Schools hire new secondary principal

 

Submitted Photo

Kendall Benson

The Wrangell School Board elected to offer Kendall Benson the position as the new secondary schools principal during its May 19 meeting. He will replace outgoing principal Colter Barnes who served one year in the position. Barnes will be headed to Southeast Island School District to serve as an itinerant principal and greenhouse manager.

Benson begins August 1 and brings with him three decades of education experience. His most recent post was as principal of Cedar Middle School in Cedar City, Utah, which he finished last month.

One of four candidates for the opening, Benson was unanimously recommended by a committee of faculty, school administration and community members to fill the position.

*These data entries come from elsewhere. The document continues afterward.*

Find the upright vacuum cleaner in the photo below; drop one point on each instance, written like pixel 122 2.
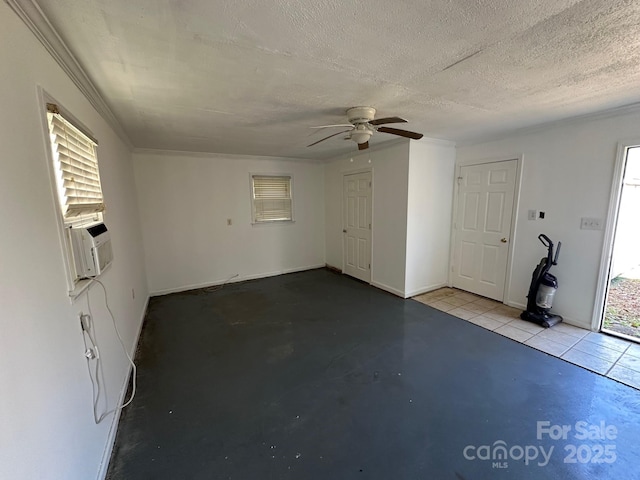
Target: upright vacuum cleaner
pixel 543 288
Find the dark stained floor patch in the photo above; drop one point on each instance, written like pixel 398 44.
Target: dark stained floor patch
pixel 328 378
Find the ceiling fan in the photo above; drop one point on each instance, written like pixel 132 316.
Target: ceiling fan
pixel 362 124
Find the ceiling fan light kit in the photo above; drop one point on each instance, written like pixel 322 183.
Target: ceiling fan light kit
pixel 363 125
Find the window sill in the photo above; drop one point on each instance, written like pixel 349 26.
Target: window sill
pixel 83 285
pixel 272 222
pixel 80 287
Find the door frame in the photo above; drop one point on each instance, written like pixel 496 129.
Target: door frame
pixel 519 158
pixel 342 208
pixel 602 286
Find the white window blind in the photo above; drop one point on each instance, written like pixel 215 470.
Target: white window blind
pixel 76 168
pixel 271 198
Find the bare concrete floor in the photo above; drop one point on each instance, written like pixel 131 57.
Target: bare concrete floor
pixel 317 376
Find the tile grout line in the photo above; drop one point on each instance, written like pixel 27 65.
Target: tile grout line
pixel 616 362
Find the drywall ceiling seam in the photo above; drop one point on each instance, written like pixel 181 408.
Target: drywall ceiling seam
pixel 540 127
pixel 34 18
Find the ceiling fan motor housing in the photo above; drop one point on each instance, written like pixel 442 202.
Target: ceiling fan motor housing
pixel 361 133
pixel 357 115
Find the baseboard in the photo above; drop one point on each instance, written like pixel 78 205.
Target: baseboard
pixel 332 268
pixel 389 289
pixel 422 290
pixel 113 429
pixel 239 278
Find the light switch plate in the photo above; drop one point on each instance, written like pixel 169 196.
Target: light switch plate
pixel 589 223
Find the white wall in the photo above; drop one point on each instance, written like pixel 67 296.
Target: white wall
pixel 567 173
pixel 430 201
pixel 185 201
pixel 46 426
pixel 390 167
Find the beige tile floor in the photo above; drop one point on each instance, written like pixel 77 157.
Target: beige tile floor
pixel 613 357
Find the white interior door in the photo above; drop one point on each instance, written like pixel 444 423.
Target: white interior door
pixel 483 227
pixel 357 225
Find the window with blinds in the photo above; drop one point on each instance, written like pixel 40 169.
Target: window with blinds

In a biographical letter addressed to Wrangell, Benson credits his interest in coming to Southeast Alaska to a family trip he took 11 years ago. Along with their two now-grown children, he and his wife, Kay, have since returned on annual visits, and the couple looks forward to the upcoming move.

Benson was born in rural Utah to a family of educators and raised with a deep commitment to education and life in the outdoors. Graduating from Cedar High School in Cedar City in 1979, he received his bachelors in biology at Southern Utah University, where he also met his future wife.

He began teaching in Page, Arizona, eventually finding a position with the school district in his hometown. Benson taught science for 18 years, and, after earning his master's degree in 1999, he transitioned to school administration as assistant principal in 2002.

Within several years he was elevated to the middle school's principal, and under his direction the school became one of nine in the state of Utah to be chosen for the National Forum to Accelerate Middle-Grades Reform "Schools to Watch."

In 2012, Benson was named the Utah Middle Level Administrator of the Year. He attributes his success to a collaborative culture, and, in his letter, Benson said he takes pride in being able to help teachers work collectively on a holistic approach to education.

"Philosophically, my approach to education as a classroom teacher and then as an administrator has always been a holistic approach to education," he writes. "I know from experience that not only the teacher, but the custodian, the school lunch workers, the aides and the bus driver can and do have a tremendous impact on the education of a child. It truly does take a whole village to raise a child."